In 1946, Ritter ordered Priest Leo Schafer, who had served as a U.S. Army Air Force Major Chaplain during the war, to form a new parish on the grounds. The archdiocese first completed the school as a six-room structure for 102 students at a cost of $300,000. The ground was broken on November 2, 1947, and the school was dedicated on September 12, 1948. The “Good Will Club” kept true to its promise and turned over the $971.00 it had accumulated to the new school.

In 1950, the archdiocese completed the construction of the convent. Four nuns from Sisters of St. Francis, whose motherhouse was located in Oldenburg, Indiana, lived in the building. The ground was broken on April 1, 1951, for the church. The archdiocese dedicated it on July 27, 1952.

The parish quickly doubled in size. Beginning with 101 families, it had already grown to include 352 families by the time of the church dedication. The community continued to grow during the 1950s and 1960s, and the school thrived. By the 1960s, the school had twenty-two classrooms.

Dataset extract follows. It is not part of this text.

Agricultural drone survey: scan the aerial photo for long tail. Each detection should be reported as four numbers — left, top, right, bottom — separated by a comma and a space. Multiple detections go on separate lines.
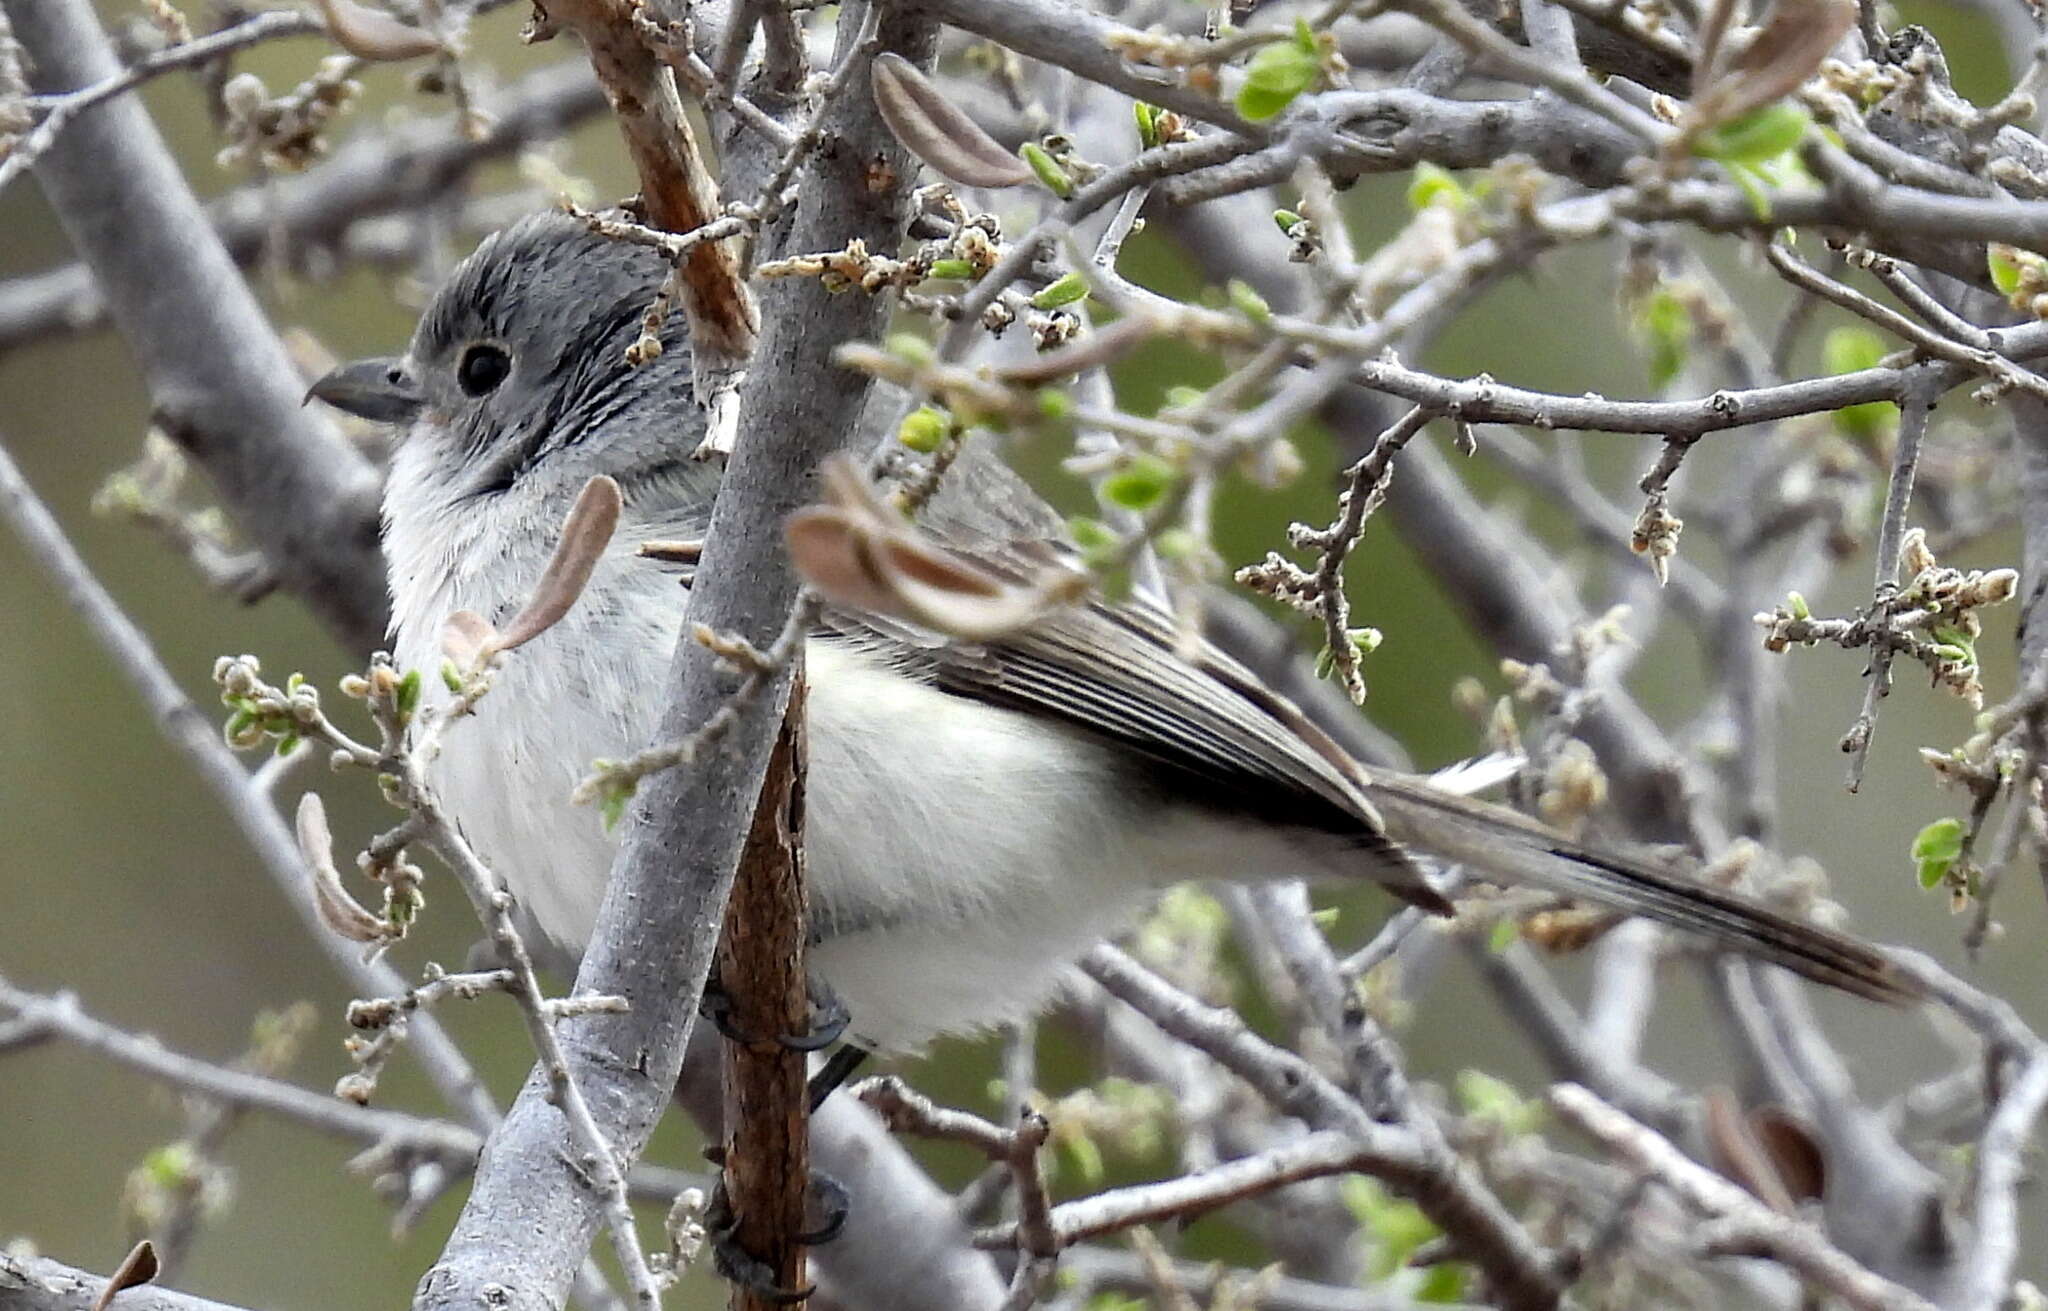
1363, 773, 1916, 1003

By 1992 the Catholic population on the southside of Indianapolis and northern Johnson County had grown such that the archdiocese made plans to add another parish in Greenwood. The Archdiocese also approved plans to expand St. Mark by building a new and bigger church. The contract to build the new portion of the church went to Greg Linder, president of Hillard-Kosene General Contractors. He also was the grand-nephew of Nicholas Linder who originally sold his land to the archdiocese to build the original church. The new church building was dedicated on September 26, 1993.

The new building connected to the existing church to the west. The original church building was converted to a multipurpose gymnasium, and the basement was turned into a cafeteria for the school. The repurposed space garnered a new name identified at its dedication as “Monsignor Schafer Hall,” after the founding priest Leo Schafer. Schafer served the archdiocese for 45 years and St. Mark specifically for 33 years. He retired in 1981.

What started as a dream for a handful of Catholic southsiders had become a parish that served more than 1,200 families in 2020. The school had more than 400 students and was continuing to grow.